Figure 3 – Data and AI Job Cluster
The ability of global companies to harness the growth potential of new technological adoption is limited by skills shortages. Figure 4 shows that skills gaps in the local markets and inability to attract the right talent remain among the leading barriers to the adoption of new technologies.
Skill shortages are more acute in emerging professions. Business leaders consistently cite difficulties when hiring for Data Analysts and Scientists, AI and Machine Learning Specialists as well as Software and Application Developers.
To address skills shortages, companies are investing in upskilling and reskilling programs. However, employee engagement into those courses is lagging, with only 42% of employees taking up employer-supported reskilling and upskilling opportunities. There are however significant challenges in the amount of skills that need to be developed especially for emerging roles in Data Science and Artificial Intelligence. Figure 5 illustrates the skills gap that needs to be closed for individuals to transition into these roles, with Artificial Intelligence, NLP, Data Science and Signal Processing representing the largest amount of skills needed to be developed for a successful transition.

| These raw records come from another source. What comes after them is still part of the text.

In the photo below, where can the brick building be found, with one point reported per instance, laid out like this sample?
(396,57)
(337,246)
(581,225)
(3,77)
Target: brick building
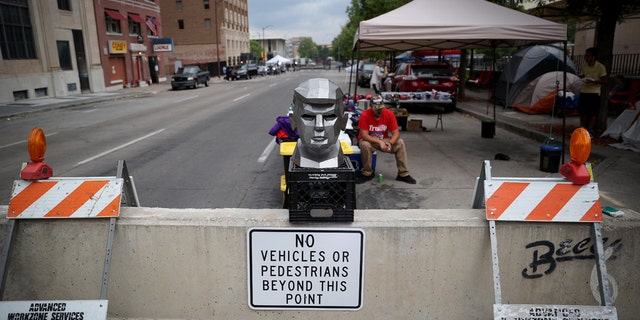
(126,30)
(209,33)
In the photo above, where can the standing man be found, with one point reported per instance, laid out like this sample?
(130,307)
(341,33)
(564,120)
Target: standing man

Furthermore, the report uses data from Coursera learners to estimate the distance from the optimal level of mastery for learners targeting to transition into Data and AI, and quantifies the days of learning needed for the average worker to gain that level of mastery. (Figure 6).
Mastery score is the score attained by those in the top 80% on an assessment for that skill. Mastery gap is measured as a percentage representing the score among those looking to transition to the occupation as a share of the score among those already in the occupation.
In conclusion, technological adoption continues expanding, and skills availability remains the #1 barrier to that adoption. Businesses and governments around the world are investing significantly in upskilling and reskilling programs, with a significant percentage of that investment going towards transitions into Data and AI Jobs. Demand for Data Analysts, Data Scientists, and AI Specialists is high, but the skills gap that needs to be addressed to successfully transition into those roles is large.